Molecular Cloning of Human ABPL, an Actin-Binding Protein Homologue

• Published in: Biochemical and biophysical research communications Vol. 251; no. 3; pp. 914 - 919
• Main Authors: Xie, Zhi-wei, Xu, Wen-feng, Davie, Earl W., Chung, Dominic W.
• Format: Journal Article
• Language: English
• Published: United States Elsevier Inc 29.10.1998
• Subjects: Actins - metabolism; Alternative Splicing; Amino Acid Sequence; Cloning, Molecular; Contractile Proteins - genetics; DNA, Complementary - genetics; Filamins; Humans; Microfilament Proteins - genetics; Molecular Sequence Data; Protein Binding; Protein Isoforms - genetics; Sequence Homology, Amino Acid
• ISSN: 0006-291X; 1090-2104
• DOI: 10.1006/bbrc.1998.9506

Based on two partial cDNA sequences, a full-length cDNA sequence for an actin-binding like protein previously named ABPL has been isolated and characterized.
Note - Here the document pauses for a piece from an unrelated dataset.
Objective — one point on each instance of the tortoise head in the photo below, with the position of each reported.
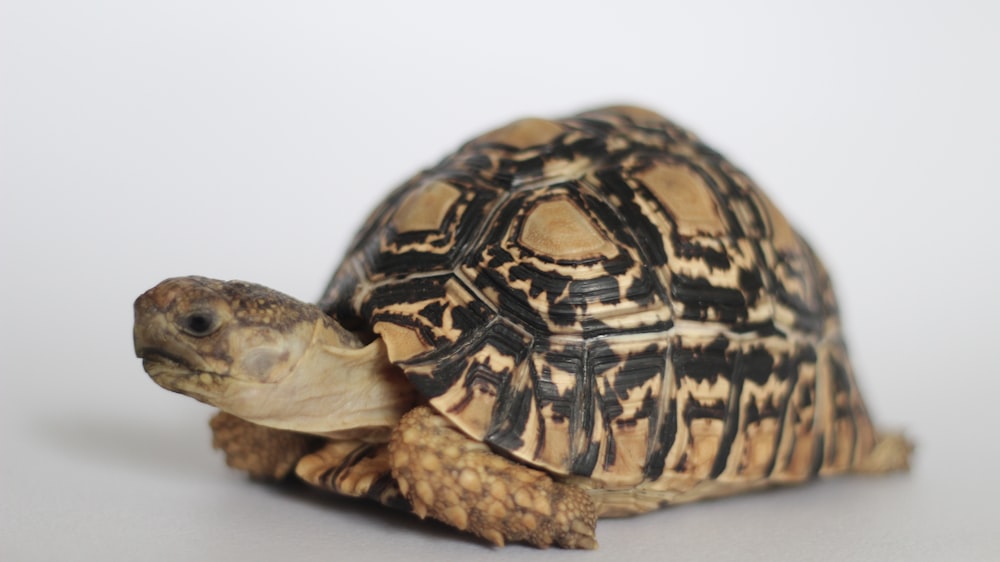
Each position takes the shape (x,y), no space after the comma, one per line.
(265,357)
(213,340)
ABPL is homologous to the human actin-binding proteins ABP-280 and ABP-278. The predicted sequence for ABPL is 2,705 amino acids in length with a calculated molecular mass of 289 kDa. It contains an amino terminal actin-binding domain followed by 24 tandem repeats of approximately 96 amino acids. Two hinge regions, Hinge I and Hinge II, were located prior to repeats 16 and 24, respectively. An isoform of ABPL lacking Hinge I, with a calculated molecular mass of 286 kDa, was also identified by the reverse transcriptase PCR (RT-PCR) method. A comparison with genomic sequences indicated the isoform resulted from alternative RNA splicing. ABPL has a unique insertion sequence of 82 amino acids in repeat 20 that was not present in the other two homologues and has a tissue distribution that was also different from the other two homologues.